{smcl}
{* 29Jan2008}
help for {hi:ldecomp}
{hline}

{title:Title}

{p2colset 5 16 18 2}{...}
{p2col :{hi: ldecomp} {hline 2}}Decomposes total effects in logistic 
regresion into direct and indirect effects.{p_end}
{p2colreset}{...}

{title:Syntax}

{p 8 15 2}
{cmd:ldecomp} {it:depvar} [ {it:control_var1} [...]] } {ifin} {weight} {cmd:,} 
{opt d:irect(varname)} {opt i:ndirect(varlist)}
[
{opt at(control_var1 # [; control_var2 #] [...])}
{opt obs:pr}
{opt predp:r}
{opt predo:dds}
{opt or}
{opt ri:ndirect}
{opt norm:al}
{opt range(# #)}
{opt nip(#)}
{opt int:eractions}
{opt noleg:end}
{opt nodec:omp}
{opt noboot:strap}
{it:{help ldecomp##bootopt:bootstrap_options}} 
]

{p 8 8}
fweights, pweights, and iweights are allowed when the {cmd:nobootstrap} option 
is specified.

{title:Description}

{pstd}
{cmd:ldecomp} decomposes the total effects of a categorical variable in logistic 
regresion into direct and indirect effects using a method method by Erikson et 
al. (2005) and a generalization of this method by  Buis (2008). Say our dependent 
variable is  whether or not someone attends college, and we are interested in 
decomposing the total effect of class background (high or low). We suspect that 
part of the total effect can be explained by differences between the classes in 
performance during high school: higher class children do better at high school 
and children that do better at high school are more likely to attend college. 
This is the indirect effect. The direct effect of class is the effect while 
controlling for the performance: higher class children are more likely to attend
college even if they have the same performance during high school.

{pstd}
There are two ways in which one can see the impact of differences in the 
distribution of performance across classes, and thus get the indirect effect. One 
can fix the logistic regresion coefficients to be equal to the coefficients for 
the lower class and compare the proportion attending college of the group with a 
distribution of performance equal to the lower class and proportion attending 
college of the group with a distribution of performance equal to the higher class.
This way the only difference between the two groups is the distribution of 
performance. Call this method 1. Alternatively, one can make the same comparison 
but fix the logistic regression coefficients to be equal to the coefficients of 
the higher class. Call this method 2.

{pstd}
Similarly, one can control for performance, and thus get the direct effect, 
by fixing the distribution of performance to be equal to the distribution of
performance of the higher class (method 1) or the lower class (method 2). Once these
distributions are fixed one can compare the proportion attending college of the 
group with the logistic regression coefficients of the lower class with the 
proportion attending college of the group with the logistic regression coefficients 
of the higher class. 

{pstd}
If these direct and indirect effects are represented as odds ratios than the total 
effect is the product of the the direct and indirect effect, as can be seen in 
equations 1 (method 1) and 2 (method 2). The O represents the odds of attending
college, the first subscript the distribution of performance and the second 
subscript the logistic regression coefficients.

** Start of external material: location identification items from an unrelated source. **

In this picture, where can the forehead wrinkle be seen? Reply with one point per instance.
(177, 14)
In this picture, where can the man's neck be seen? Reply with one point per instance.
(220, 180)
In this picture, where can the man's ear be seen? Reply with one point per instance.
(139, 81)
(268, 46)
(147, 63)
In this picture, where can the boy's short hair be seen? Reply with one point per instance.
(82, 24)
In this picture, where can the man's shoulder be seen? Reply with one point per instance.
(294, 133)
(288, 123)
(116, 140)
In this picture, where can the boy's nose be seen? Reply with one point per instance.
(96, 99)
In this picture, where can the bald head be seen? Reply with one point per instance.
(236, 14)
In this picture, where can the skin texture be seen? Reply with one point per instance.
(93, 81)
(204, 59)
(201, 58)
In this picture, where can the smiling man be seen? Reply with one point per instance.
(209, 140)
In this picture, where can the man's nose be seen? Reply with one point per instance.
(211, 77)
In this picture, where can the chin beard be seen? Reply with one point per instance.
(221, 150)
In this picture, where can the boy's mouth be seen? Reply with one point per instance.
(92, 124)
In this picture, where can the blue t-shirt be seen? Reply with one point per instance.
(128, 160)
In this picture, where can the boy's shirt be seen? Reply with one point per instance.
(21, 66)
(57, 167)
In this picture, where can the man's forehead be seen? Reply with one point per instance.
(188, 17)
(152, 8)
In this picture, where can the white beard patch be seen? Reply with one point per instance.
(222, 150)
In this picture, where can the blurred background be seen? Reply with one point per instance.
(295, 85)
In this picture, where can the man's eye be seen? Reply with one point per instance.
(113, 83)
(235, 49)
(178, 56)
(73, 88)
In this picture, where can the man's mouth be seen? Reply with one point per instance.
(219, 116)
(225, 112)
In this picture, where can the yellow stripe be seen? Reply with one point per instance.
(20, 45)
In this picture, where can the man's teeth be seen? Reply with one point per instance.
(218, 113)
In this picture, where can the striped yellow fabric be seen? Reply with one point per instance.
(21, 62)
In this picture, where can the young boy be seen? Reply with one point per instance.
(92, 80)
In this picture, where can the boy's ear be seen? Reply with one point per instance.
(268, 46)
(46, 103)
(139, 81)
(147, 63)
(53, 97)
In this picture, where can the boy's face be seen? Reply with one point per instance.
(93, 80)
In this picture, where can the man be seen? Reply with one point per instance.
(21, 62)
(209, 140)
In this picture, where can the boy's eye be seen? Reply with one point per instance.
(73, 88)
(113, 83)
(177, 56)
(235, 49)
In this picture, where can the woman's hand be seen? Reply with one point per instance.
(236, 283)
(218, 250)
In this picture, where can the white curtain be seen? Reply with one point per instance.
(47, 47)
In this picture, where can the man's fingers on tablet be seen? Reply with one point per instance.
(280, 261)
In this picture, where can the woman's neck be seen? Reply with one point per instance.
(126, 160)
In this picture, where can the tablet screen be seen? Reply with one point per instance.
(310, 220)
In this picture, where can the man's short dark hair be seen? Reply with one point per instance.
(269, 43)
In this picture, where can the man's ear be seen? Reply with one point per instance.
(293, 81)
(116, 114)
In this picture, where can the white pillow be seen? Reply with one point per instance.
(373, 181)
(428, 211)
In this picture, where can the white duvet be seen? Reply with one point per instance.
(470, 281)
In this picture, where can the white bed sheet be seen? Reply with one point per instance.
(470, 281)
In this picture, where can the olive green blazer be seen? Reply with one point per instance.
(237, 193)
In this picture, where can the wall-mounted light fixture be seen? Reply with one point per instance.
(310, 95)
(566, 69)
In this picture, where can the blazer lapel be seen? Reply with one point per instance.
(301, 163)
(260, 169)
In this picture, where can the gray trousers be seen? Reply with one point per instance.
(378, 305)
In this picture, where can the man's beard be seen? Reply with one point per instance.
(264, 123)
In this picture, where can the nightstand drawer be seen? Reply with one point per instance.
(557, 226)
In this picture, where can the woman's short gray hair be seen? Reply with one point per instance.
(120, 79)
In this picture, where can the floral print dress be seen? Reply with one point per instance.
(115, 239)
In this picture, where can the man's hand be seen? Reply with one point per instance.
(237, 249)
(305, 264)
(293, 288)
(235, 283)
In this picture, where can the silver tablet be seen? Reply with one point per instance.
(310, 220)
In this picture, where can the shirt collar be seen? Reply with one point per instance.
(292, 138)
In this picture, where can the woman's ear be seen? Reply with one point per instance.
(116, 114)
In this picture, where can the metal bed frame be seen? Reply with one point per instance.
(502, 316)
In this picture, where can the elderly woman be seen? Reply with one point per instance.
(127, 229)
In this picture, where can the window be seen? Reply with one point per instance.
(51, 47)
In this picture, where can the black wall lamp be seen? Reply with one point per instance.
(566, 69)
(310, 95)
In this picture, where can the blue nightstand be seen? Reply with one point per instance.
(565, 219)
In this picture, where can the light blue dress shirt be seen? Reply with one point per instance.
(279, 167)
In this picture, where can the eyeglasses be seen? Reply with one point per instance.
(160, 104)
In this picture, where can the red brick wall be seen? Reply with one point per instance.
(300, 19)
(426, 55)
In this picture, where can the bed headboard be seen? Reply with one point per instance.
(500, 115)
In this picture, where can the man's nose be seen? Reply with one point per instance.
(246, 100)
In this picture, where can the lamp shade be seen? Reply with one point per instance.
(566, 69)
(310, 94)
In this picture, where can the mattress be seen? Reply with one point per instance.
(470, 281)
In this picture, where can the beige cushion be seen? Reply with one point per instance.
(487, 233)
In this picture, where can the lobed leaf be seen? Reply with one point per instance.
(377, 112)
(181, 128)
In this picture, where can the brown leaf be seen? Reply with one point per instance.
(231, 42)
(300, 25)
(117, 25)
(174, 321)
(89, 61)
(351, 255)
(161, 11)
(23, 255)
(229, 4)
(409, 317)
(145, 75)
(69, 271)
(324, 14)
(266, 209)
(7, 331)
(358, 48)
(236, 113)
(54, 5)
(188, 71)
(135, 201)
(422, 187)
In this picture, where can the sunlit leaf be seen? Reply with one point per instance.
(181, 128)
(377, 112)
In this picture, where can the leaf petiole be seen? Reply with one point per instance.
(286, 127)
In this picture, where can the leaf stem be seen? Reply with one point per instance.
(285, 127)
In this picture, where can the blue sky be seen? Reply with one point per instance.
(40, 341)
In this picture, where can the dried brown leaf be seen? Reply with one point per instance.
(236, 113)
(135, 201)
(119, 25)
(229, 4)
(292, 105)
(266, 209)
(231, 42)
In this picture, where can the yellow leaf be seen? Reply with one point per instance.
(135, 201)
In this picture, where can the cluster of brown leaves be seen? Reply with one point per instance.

{col 8}O_hl{col 17}O_hh{col 26}O_hh
{col 7}{hline 6} X {col 16}{hline 6} = {hline 6}              (1)
{col 8}O_ll{col 17}O_hl{col 26}O_ll

{col 8}O_hh{col 17}O_lh{col 26}O_hh
{col 7}{hline 6} X {col 16}{hline 6} = {hline 6}              (2)
{col 8}O_lh{col 17}O_ll{col 26}O_ll

{pstd}
If these direct and indirect effects are represented as log odds ratios than the total 
effect is the sum of the the direct and indirect effect, as can be seen in 
equations 1' (method 1) and 2' (method 2). 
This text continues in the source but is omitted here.